Exmoor National Park is an upland area covering 691.5 km2 (267 sq mi) lying on west Somerset and north Devon in the South West of England. It was designated as a National Park in 1954. The Bristol Channel provides a natural boundary to the north of Exmoor National Park and here lies some of the most striking cliffs and shoreline in the UK. Inland, the Park is largely grass and heather-covered moorland.
Exmoor is home to a unique diversity of wildlife including wild deer, every species of the British bat, extremely rare flora, and Exmoor ponies, which is in fact a species rarer than the giant panda worldwide. With its extraordinary vegetation and vulnerable wildlife, several areas in the Park have been declared Sites of Special Scientific Interest.
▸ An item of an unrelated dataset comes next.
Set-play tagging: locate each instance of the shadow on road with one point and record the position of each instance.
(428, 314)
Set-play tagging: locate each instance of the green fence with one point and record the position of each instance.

The shoreline boundary of Exmoor National Park is one of the most impressive in Britain. Sheer cliffs – some of the highest in the country, reaching up to 314 m (1,030 ft) – prevent access to the shoreline by land, and there are few places to access it by boat. Exmoor and the North Devon Coast also feature a number of coastal waterfalls, a rare occurrence in much of Europe except for here and the Norwegian fjords. Exmoor’s coastline is also extensively wooded across 16 km (10 mi) of cliff from Countisbury to Porlock.
Exmoor National Park was once a Royal Forest and hunting ground and although hunting here was banned in 1994, the Exmoor Hunt still meets in full ceremonial dress. As a deeply rural community, many traditional entertainments are still practised, including thoroughbred racing and pony racing. For tourists, the primary attractions of the Park are scenic walks and rock climbing.
There are many archaeological sites and monuments preserved within the landscape, hinting at the rich historical heritage of Exmoor.